The second consequence is that the investment strategy for a fund that has to offer this kind of pension product is well known, he said. “In essence it is a portfolio insurance strategy with an adjustable floor. The annual adjustment of the floor is equal to the guaranteed nominal return plus the level of indexation granted in that year.”
Third was that the efficiency of portfolio insurance strategies depends on the buffer relative to the floor, or, in balance sheet terms, the size of the surplus relative to the present value of the guaranteed future pension payments. “If the buffer is low, the probability that the portfolio insurance strategy runs into a trap of permanent low returns is rather high. The current market environment in particular is one with very high trap risk.”
He went on to say that fourthly, the efficiency of these portfolio insurance strategies can be enhanced by increasing the buffer. This, however, requires higher contribution rates, which is not popular among active members – or lower indexation, which is not popular among retired members.
Pulling it together, Frijns concluded: “the current regulatory framework confronts the pension fund with some awkward dilemmas; the penalty for not finding the right answers is an inefficient investment strategy.”
The other major unresolved issue he tackled is the changing nature of the pension fund itself. Here he argued that nowadays the typical industry-wide pension fund in the Netherlands much more resembles a collective defined contribution fund than a classical defined benefit fund. “The role of the collective of employers as financial sponsor and underwriter of the financial risk of the fund has almost completely disappeared.”

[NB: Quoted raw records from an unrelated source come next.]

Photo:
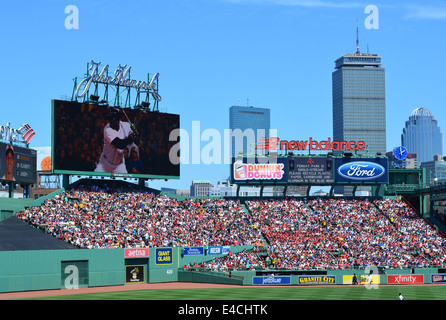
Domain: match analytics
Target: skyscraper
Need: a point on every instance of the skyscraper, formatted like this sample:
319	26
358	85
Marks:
422	135
253	124
359	103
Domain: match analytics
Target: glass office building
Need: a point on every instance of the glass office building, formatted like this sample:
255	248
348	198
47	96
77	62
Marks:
254	126
422	135
359	103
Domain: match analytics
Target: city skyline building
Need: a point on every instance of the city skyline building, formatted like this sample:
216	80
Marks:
254	125
422	135
359	102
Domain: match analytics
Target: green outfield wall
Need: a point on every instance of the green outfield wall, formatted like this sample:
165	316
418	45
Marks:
71	269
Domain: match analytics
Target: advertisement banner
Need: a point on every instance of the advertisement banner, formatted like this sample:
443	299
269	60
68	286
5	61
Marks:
361	279
272	280
361	170
219	250
134	274
163	256
136	252
310	280
405	278
258	170
18	164
438	278
193	251
310	170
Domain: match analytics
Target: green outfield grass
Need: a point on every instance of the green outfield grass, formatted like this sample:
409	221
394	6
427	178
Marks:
272	293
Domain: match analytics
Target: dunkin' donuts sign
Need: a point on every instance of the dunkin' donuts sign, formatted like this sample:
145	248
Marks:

This implies that the sponsor no longer is entitled to the surplus of the fund and, what is more important, the participants can no longer be seen as creditors but in economic terms are “upgraded” to owners of and sole risk-takers in the fund. In the light of this, Frijns questioned the bookkeeping convention to talk about pension liabilities, in other words, liabilities of the owners to themselves. “Accepting this logic would have profound consequences for the way the balance sheet of an industry wide pension fund is structured.”
He saw quite a challenge for the accounting profession, given its new gospel that the balance sheet of a pension fund should be a fair representation of the underlying economic reality.
On the positive side, he saw possibilities to better define the way risks are shared between the groups of participants. In his ideal pension fund of the future, the active members should bear most of the risk (and be compensated for that), whereas the retirees could be given the role of annuity-holders. “In balance sheet terms, the active participants are the equity owners and the retirees the creditors,” he pointed out.
Other speakers included Arnold Schilder of the Dutch Central Bank, speaking about combating the financing of terrorism, and the Dutch Minister of Finance Gerrit Zalm, who also presented the royal decoration of a Knight in the Order of the House of Orange to Frijns.
The chairman of the ABP board of trustees, Elco Brinkman hosted the event. Tom Steenkamp, ABP boardmember, presented the farewell gift to Frijns, a specially produced book of academic and other contributions.